バリの「祈り」鮮やかに 画家・井手さんが個展 文化や宗教テーマ 茨城県五浦美術館

現代日本画壇をけん引する日本美術院同人、井手康人さんの個展「井手康人展-共鳴する祈り」が茨城県北茨城市大津町の県天心記念五浦美術館で開かれている。井手さんが長年取材を続けるインドネシア・バリ島の文化や宗教をテーマにした大作を中心に、過去最大規模となる28点を展示。精緻(せいち)な筆致と鮮やかな色彩で描かれた女性や動植物が、会場内に静謐(せいひつ)な「祈り」の共鳴を広げている。
井手さんは1962年、現在の福岡県北九州市生まれ。東京芸術大で平山郁夫氏に師事した。平山氏が「陸のシルクロード」から仏教の源流をたどったのに対し、井手さんは94年に初めに訪れたバリ島に独自の「祈り」の形を見いだした。現在は同院の中堅実力者として画壇を支える。
今回の個展ではバリ島の文化や宗教を題材に神話的世界を描いた作品や近年の富士山シリーズを集め、井手さんの画業を網羅した。
圧倒的な存在感を放つのがクジャクをモチーフにした大作「山乃神」(2021年)だ。クジャクは江戸期の円山応挙が写生に基づく表現を確立して以来、日本画での装飾美の象徴となってきた伝統画題。井手さんはそこに独自の幻想性を注ぎ込み、写実を超えた生命の輝きを加えた。

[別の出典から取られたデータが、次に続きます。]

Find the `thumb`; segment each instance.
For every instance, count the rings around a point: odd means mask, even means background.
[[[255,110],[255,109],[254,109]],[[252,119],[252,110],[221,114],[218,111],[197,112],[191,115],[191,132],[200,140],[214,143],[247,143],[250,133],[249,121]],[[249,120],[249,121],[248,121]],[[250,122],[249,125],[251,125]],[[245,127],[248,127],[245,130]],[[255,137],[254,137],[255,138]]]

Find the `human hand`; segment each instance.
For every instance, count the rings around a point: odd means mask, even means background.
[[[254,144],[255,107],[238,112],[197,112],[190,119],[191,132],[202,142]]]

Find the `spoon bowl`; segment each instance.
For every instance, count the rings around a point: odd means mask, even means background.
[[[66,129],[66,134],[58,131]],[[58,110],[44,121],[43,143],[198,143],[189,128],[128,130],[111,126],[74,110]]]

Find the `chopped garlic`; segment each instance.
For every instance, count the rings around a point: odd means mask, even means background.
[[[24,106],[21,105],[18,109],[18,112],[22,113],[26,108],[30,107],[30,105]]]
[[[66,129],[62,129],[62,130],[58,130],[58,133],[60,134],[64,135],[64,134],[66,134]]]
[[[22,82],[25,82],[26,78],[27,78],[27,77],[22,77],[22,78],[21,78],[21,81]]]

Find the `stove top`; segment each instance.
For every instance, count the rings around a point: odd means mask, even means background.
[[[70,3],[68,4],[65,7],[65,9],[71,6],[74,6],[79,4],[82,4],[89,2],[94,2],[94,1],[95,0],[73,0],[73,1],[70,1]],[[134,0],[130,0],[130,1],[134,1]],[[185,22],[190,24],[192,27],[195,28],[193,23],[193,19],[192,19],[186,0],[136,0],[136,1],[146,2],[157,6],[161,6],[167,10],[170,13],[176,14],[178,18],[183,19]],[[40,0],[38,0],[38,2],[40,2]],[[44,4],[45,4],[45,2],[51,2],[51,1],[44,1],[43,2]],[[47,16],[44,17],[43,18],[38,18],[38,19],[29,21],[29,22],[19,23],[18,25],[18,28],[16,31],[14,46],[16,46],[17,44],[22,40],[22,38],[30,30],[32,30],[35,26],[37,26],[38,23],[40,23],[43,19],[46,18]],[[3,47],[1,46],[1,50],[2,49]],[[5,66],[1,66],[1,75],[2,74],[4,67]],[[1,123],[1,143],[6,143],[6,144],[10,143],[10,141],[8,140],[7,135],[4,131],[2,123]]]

06年に第12回天心記念茨城賞を受けた「奏園」も展示され、宗教と日常が融合したバリの濃密な空気感を伝えている。
近年の富士山シリーズはコロナ禍でバリ島への渡航が遮断されたことを機に、日本の自然信仰のシンボルへと目を向けた新境地。山肌や空には花々の形態が敷き詰められ、普遍的な「祈り」の精神を感じさせる。
井手さんは「バリ島の風土や人々に魅せられ、30年以上描いてきた。本展はその集大成。人間が自然に対して抱く恐れや豊かさ、目に見えない力とのつながりを感じてもらえれば」と話した。
11月15日まで。月曜休館。9月21日、10月12日開館。9月24日、10月13日は休館。同館(電)0293(46)5311。